On top of that, a declining market can trigger the “reverse wealth effect.” When portfolios shrink, consumers tend to spend less. Since consumer spending makes up about 70% of the U.S. economy, that kind of pullback can slow growth. Businesses may also become more cautious, further weakening economic activity.

Luke Gromen of Forest for the Trees recently pointed out that in 2022, a 20% drop in the stock market led to a $400 billion decline in federal tax receipts. If the same happens in 2025, the financial impact would far outweigh any gains from refinancing debt.

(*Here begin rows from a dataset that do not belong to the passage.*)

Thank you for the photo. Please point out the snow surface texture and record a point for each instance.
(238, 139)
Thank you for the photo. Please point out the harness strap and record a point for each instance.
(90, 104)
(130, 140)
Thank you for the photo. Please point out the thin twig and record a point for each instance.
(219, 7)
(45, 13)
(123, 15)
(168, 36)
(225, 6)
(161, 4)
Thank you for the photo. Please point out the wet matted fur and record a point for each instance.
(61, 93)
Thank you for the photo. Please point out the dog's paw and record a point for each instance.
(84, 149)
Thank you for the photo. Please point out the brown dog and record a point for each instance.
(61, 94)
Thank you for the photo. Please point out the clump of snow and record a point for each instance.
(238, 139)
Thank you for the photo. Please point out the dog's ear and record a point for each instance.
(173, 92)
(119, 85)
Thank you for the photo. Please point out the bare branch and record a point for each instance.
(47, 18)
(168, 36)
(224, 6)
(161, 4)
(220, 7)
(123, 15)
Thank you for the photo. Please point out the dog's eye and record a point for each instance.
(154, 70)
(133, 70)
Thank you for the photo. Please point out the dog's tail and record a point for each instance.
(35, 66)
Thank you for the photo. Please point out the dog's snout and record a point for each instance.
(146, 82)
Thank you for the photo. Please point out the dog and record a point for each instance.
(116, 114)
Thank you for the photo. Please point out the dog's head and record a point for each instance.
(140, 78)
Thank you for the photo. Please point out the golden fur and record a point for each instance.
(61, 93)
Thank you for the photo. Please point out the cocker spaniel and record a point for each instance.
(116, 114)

In a recent report, Luke Gromen noted that the last three recessions pushed the U.S. deficit higher by 6%, 8%, and 12% of GDP, respectively. In today’s terms, that would mean increases of $1.6 trillion, $2.1 trillion, and $3.2 trillion during a recession.

Yet, Congress has offered no serious plan to cut spending. Any reductions that do happen would likely shrink GDP, which makes solving the problem even more challenging. That leaves the administration with very little room to maneuver.

While the White House denies any intent to trigger a market crash, some economists believe the administration’s aggressive tariff strategy may be designed to lower interest rates by creating financial stress.

If true, it’s a high-risk approach to managing the government’s rising interest burden. The longer it takes to deliver results, the greater the danger it backfires — potentially triggering a debt spiral instead of relief.

Let’s hope for a resolution before those risks materialize.